Scientific classification
- Kingdom: Plantae
- Clade: Embryophytes
- Clade: Tracheophytes
- Clade: Gymnosperms
- Division: Cycadophyta
- Class: Cycadopsida
- Order: Cycadales
- Family: Cycadaceae
- Genus: Cycas
- Species: C. panzhihuaensis
- Binomial name: Cycas panzhihuaensis L. Zhou & S. Y. Yang
- Synonyms: Cycas baguanheensis L. K. Fu & S. Z. Cheng.

= Cycas panzhihuaensis =

- Genus: Cycas
- Species: panzhihuaensis
- Authority: L. Zhou & S. Y. Yang
- Conservation status: VU
- Synonyms: Cycas baguanheensis

Species of cycad

Cycas panzhihuaensis is a rare and vulnerable species of cycad known in the wild only from Sichuan and Yunnan provinces in China.
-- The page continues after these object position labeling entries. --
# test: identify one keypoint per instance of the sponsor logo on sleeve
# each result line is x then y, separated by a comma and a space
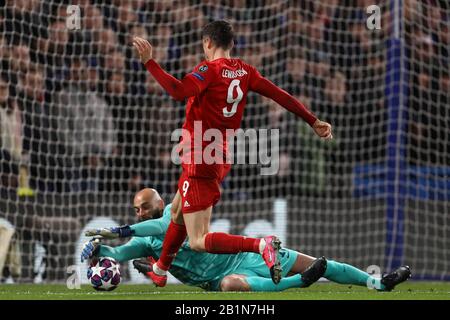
198, 76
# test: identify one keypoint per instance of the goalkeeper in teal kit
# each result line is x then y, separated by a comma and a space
244, 271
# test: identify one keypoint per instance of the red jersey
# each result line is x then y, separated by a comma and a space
217, 92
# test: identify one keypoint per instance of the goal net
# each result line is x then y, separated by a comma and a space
84, 126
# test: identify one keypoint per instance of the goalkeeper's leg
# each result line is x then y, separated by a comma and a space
344, 273
258, 283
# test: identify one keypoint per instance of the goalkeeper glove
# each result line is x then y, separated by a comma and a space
111, 233
90, 249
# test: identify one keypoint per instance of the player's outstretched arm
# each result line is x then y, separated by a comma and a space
266, 88
179, 90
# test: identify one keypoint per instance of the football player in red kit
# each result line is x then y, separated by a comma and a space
216, 91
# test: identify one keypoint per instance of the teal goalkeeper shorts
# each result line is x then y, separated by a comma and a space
253, 265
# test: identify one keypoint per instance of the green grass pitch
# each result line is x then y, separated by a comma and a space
320, 291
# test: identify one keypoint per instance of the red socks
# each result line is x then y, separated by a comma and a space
176, 233
218, 242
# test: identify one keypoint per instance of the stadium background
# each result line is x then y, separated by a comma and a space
84, 126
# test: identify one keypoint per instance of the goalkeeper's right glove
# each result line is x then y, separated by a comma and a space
111, 233
90, 249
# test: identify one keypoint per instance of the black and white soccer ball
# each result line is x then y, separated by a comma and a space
104, 274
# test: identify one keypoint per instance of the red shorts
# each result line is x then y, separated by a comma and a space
199, 185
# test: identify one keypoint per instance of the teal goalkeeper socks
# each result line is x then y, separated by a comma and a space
266, 284
346, 274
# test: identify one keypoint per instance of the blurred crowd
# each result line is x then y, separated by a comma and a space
80, 112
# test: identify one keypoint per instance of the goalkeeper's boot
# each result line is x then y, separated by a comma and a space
146, 267
395, 277
314, 272
270, 256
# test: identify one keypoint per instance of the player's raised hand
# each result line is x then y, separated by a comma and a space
323, 129
110, 233
144, 48
89, 249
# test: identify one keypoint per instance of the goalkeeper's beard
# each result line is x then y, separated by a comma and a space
154, 214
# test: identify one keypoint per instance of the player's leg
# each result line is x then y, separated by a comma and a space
200, 239
174, 238
175, 210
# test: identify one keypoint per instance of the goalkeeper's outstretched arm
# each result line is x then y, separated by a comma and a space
153, 227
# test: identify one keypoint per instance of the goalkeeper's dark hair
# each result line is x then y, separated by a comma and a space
220, 32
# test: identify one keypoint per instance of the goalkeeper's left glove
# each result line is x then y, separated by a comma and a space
90, 249
111, 233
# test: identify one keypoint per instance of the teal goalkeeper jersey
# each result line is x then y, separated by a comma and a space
190, 267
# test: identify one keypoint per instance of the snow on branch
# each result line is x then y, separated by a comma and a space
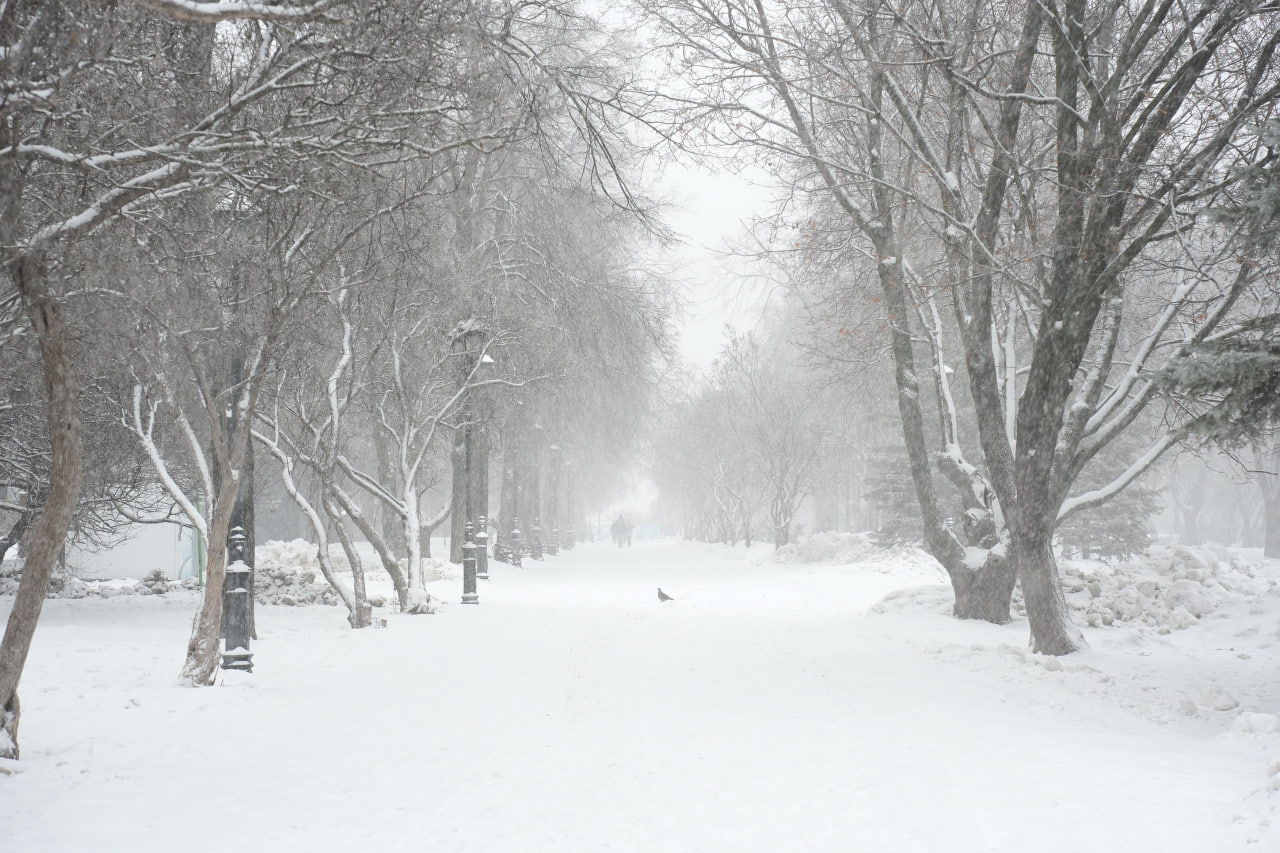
1098, 496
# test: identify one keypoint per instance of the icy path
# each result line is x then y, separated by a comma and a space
763, 710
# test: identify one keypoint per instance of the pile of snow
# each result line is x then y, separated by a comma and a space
831, 548
287, 571
1166, 588
65, 585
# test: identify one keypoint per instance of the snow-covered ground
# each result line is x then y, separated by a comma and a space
776, 705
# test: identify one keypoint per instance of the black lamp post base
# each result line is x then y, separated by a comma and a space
242, 661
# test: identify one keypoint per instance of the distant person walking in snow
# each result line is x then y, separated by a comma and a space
621, 532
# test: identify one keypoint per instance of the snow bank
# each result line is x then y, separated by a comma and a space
1166, 588
831, 548
65, 585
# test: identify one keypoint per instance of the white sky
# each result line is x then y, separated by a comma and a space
709, 209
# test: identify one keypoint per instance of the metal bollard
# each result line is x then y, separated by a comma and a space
535, 544
483, 550
236, 592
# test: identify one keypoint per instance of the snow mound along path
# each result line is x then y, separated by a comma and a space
1166, 588
65, 585
287, 574
831, 548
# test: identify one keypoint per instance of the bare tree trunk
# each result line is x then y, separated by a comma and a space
202, 652
46, 539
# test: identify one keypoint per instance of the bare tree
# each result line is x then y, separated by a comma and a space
1061, 162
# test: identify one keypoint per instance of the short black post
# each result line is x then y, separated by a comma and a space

It can be seen at the South China Botanical Garden in Guangzhou and is also cultivated for horticulture, where it is often known as the Dukou sago palm.

==Range==
In China, Cycas panzhihuaensis is found in:

- Sichuan province: Ningnan County and Panzhihua [Dukou 渡口] (Baguan River and Jinsha River area)
- Yunnan province: Huaping County and Yuanmou County. Populations in Luquan County are shrinking.

==Description==
The species is similar to C. pectinata Buchanan-Hamilton but can be distinguished by its unbranched trunk and smaller seeds (up to 3.5 cm long).

Cycas panzhihuaensis L. Zhou & S. Y. Yang in L. Zhou et al., Acta Phytotax. Sin. 19: 335. 1981.